Partido Social-Democrata (SPD): Segundo partido mais popular da Alemanha, o SPD indicou como candidato a chanceler o atual vice-chanceler de Angela Merkel e ministro das Finanças, Olaf Scholz, de 63 anos. Considerado o gestor mais experiente entre os candidatos na disputa, Scholz viu sua popularidade subir nas últimas semanas, quando o SPD ultrapassou os conservadores nas pesquisas eleitorais. Considerado mais técnico que carismático, o candidato vem se aproveitando de suas experiências em governos anteriores para passar uma imagem de estabilidade e segurança.

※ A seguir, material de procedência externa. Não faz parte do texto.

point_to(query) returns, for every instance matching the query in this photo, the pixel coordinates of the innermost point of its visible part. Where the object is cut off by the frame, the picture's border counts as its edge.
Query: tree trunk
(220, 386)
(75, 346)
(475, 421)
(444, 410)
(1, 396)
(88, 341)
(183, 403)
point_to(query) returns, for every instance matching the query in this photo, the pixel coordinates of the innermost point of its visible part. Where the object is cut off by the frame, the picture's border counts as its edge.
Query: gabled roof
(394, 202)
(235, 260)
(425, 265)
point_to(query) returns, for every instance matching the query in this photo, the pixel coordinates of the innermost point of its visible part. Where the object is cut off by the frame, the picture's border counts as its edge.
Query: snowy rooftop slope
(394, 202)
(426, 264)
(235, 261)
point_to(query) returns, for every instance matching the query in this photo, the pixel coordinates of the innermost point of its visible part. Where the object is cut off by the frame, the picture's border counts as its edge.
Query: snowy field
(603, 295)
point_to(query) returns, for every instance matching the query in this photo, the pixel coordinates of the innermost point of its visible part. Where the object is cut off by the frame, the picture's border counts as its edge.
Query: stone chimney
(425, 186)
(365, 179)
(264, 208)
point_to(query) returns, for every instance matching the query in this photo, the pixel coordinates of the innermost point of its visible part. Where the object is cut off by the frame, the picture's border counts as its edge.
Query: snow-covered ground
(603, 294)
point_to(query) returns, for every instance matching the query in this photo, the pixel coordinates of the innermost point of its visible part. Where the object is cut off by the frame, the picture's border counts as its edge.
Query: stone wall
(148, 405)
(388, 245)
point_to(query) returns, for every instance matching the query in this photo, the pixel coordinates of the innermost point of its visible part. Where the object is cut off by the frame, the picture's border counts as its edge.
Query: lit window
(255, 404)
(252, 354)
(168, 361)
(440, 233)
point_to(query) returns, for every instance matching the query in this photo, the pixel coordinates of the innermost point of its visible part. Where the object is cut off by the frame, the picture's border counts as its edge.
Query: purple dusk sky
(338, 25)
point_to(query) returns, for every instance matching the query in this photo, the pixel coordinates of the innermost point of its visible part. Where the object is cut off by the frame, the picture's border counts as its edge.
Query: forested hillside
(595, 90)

Partido Verde: Co-líder do Partido Verde desde 2018, Annalena Baerbock, de 40 anos, é a mais jovem e a única mulher entre os principais concorrentes na disputa pelo poder na Alemanha. Considerada mais pragmática que muitos de seus colegas de partido - cuja base vem de movimentos estudantis e pelo meio ambiente no século passado. Depois de um começo forte nas pesquisas de intenção de voto, Baerbock sofreu com ataques dos rivais, que questionaram sua falta de experiência no governo. Ela também se viu envolvida em denúncias de plágio em seu currículo.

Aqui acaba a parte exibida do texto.